In García’s story, toward the end of his 40 days wandering the Judaean desert, Yeshua (Ewan McGregor)—the Hebrew name corresponding with Jesus—encounters a family and becomes involved in their conflicts. The father (Ciarán Hinds), a secular man-of-the-earth type with a distrust of humanity, is grooming his son (Tye Sheridan) to take over the family’s carpentry business out in the desert, but the boy feels that universal desire to strike out on his own; his terminally ill mother (Ayelet Zurer) sides more with him, expressing her preference that he learn a trade and secure a better life in Jerusalem. In Last Days in the Desert, this father-son relationship is meant to mirror Yeshua’s own ambivalent relationship with his Holy Father, one marked by doubts about his own mission to spread God’s word; in García’s film, Satan, who takes the mirror-image form of Yeshua himself, challenges him to try to solve all of this family’s problems in the cleanest way possible.
García offers a more internalized take on Jesus’s crisis of faith than the outwardly tortured soul presented in The Last Temptation of Christ. This introspective quality is matched by an austere aesthetic, with Emmanuel Lubezki’s wide landscape shots and Danny Densi and Saunder Jurriaans’s solemn string-based score, combined with the script’s spare use of dialogue, instilling a mood of intimate contemplation. Hinds subtly evokes the anguish behind the father’s stoicism, which makes the man’s one clumsy attempt to try to forge an emotional connection with his son—through a riddle, which is something the boy regularly enjoys—both touching and amusing. And McGregor’s customary detachment scans as observant watchfulness and thoughtfulness in this hushed context; he also brings enough energetic relish as Satan to make the contrast between good and evil palpable.

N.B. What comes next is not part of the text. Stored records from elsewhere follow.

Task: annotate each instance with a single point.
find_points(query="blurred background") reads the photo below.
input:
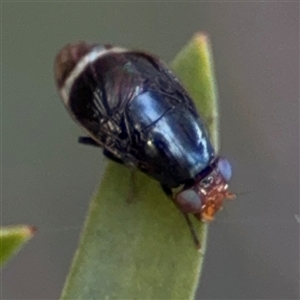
(48, 179)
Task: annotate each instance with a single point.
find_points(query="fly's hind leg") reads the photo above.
(86, 140)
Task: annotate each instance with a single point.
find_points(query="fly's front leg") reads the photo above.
(169, 194)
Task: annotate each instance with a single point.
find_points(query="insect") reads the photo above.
(131, 105)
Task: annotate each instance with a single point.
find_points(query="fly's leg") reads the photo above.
(85, 140)
(169, 194)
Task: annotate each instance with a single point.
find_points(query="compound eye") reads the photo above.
(224, 168)
(188, 201)
(207, 181)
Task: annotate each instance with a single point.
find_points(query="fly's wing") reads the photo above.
(98, 99)
(156, 76)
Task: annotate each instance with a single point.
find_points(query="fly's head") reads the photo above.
(205, 198)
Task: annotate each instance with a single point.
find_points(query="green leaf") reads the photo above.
(135, 243)
(12, 238)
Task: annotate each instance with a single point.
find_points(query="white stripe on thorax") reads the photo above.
(89, 58)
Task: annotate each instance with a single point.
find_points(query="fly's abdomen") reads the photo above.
(172, 138)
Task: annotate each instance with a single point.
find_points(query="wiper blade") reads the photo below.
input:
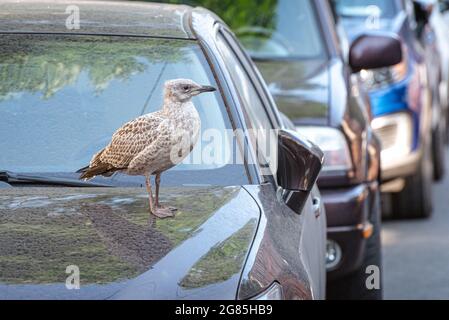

Alas, García ends the film on a frustratingly opaque note. By resolving the conflicts within the family, the film purports to offer some kind of resolution of Jesus’s own internal conflicts. And yet, it’s never made clear how witnessing this family deal with their specific issues affects his own perspective on his destiny to serve an elusive Holy Father; instead, García simply closes his drama out with obligatory scenes of Christ on the crucifix before his death and eventual resurrection. As sincere as it is, Last Days in the Desert doesn’t completely escape the inherent age-old trap of movies about Jesus Christ: how to make a noble man designated by God to spread his Word to the masses into a genuinely interesting and dimensional screen character.